A triptych is usually an icon with three images together. In the last few weeks there were three separate moments that have together spoken to me.

The first was at Sunday Mass two weeks ago. We attended the children’s mass at Old St. Pat’s here in Chicago and after Gospel, the presider called all the children in the church to gather on the steps to the sanctuary. He asked them if any of them had any special gifts and talents. He gave them examples of silly things like being able to roll your tongue or cross your eyes. He also gave them other examples like being able to sing and dance. Every child there happily rose his or her hand and acknowledged that they had a special gift.

The second moment was Saturday evening watching the US figure skating championships. The top two winners in the competition would represent the US at the Olympics. Some of the women competing were in their mid 20s which is considered old for this sport and this most likely would be there last chance to go to the Olympics. The commentator gave them a lot of credit for training for so long and encouraged them not to leave the sport with any regrets otherwise they would wonder for the rest of their lives what if…

And lastly, yesterday at Sunday Mass the presider quoted Mary Oliver’s poem “When Death Comes” in his homily. The poem ends with this sentiment, “When death comes… I don’t want to end up having simply visited this world.”

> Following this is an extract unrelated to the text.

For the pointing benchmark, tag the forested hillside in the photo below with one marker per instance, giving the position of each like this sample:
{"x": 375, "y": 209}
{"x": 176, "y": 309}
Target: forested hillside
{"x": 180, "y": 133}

At a glance, these three things may not seem very cohesive. But each of them made me pause and consider what are my gifts, am I using and developing them so that I won’t have any regrets, if I were to die tomorrow would I feel like I had only visited this planet. I know that I have been blessed by God with various gifts and talents but like the youngsters at St. Pat’s can I readily and willingly name them? Can I claim them with joy and exuberance rather than putting my gifts down as nothing special? And what of the skills that I have that are perhaps not as good as another’s in the same area? Am I still developing and using them, still trying my best while I have the energy? And when the time comes can I let the younger generation replace me? Am I living so that I won’t have regrets that will make me some day ask what if I had really tried to write some poetry or create some lovely artwork, what if I had learned Greek and Hebrew? There are no simple answers to these questions.

However, as I prepare to take on the work of forming the new members of our community these questions become more important because these are precisely the challenges I will have to present to the young women in my care. I will want to help them discover and use all the gifts they have. I will want them to make the most of their formative years and move forward with no regrets. And if I am to be an authentic witness, if I want to leave this world not as a visitor then I must do the same myself.

Several years ago, I came across some excerpts from the works of Erma Bombeck. Though she was known for her funny stories, it was some of her more inspirational writings that have stayed with me. As I face these questions about how I will choose to live my life these words of hers are a source of hope and inspiration. She wrote, “”When I stand before God at the end of my life, I would hope that I would not have a single bit of talent left, and could say, ‘I used everything you gave me.’ “

This entry was posted on Monday, January 25th, 2010 at 6:18 am and is filed under Uncategorized. You can follow any responses to this entry through the RSS 2.0 feed. You can leave a response, or trackback from your own site.

4 Responses to “Triptych”

  1. Sr. Carol Jean said:

    Dear Sr. Lynn, Thank you for sharing your Triptych insights. It is our call to live out the gifts and talents given to us by God, but it is also such a risk to live to so openly. In community there is such a chance to support those gifts and talents…if we can allow the ‘new’ in each member to grow and flourish. God Bless your preparation for formation, it sounds like you’ll do well in your new ministry!
    Blessings, Sr. Carol Jean

  2. Holly @ Crownlaiddown said:

    I love this, Sister Lynn. I especially love the poem…I don;t want to just be a visitor either. I’m asking God to equip us all with His ability in all circumstances.

    Thank you for writing this! I was feeling a bit down today and did not even know why. I needed a change o’ focus :)

    Love to you!

  3. Kathy from Tulsa said:

    SO glad I have you guys on facebook! Saw your entry and went there immediately. The mom of a close friend is dying right now, most likely in her final hours. She is one who definitely knew and used her gifts. She brought communion to those who couldn’t make it to church, my dad included in his last two years. She made sure all were taken care of. Great to read your entry as we pray for her happy and peaceful passing.

  4. Maria said:

    Great post, Sr. Lynne :-) I love the triptych metaphor.

    Part of what I do at work is to help people discover what gifts, skills, talents they have. And it’s made me realize that the biggest part of this is to love yourself enough to be able to see what is beautiful about you in God’s eyes. I’ve found that it’s when I’ve had setbacks and I realize where my strengths aren’t – that’s when I can understand more specifically what they are.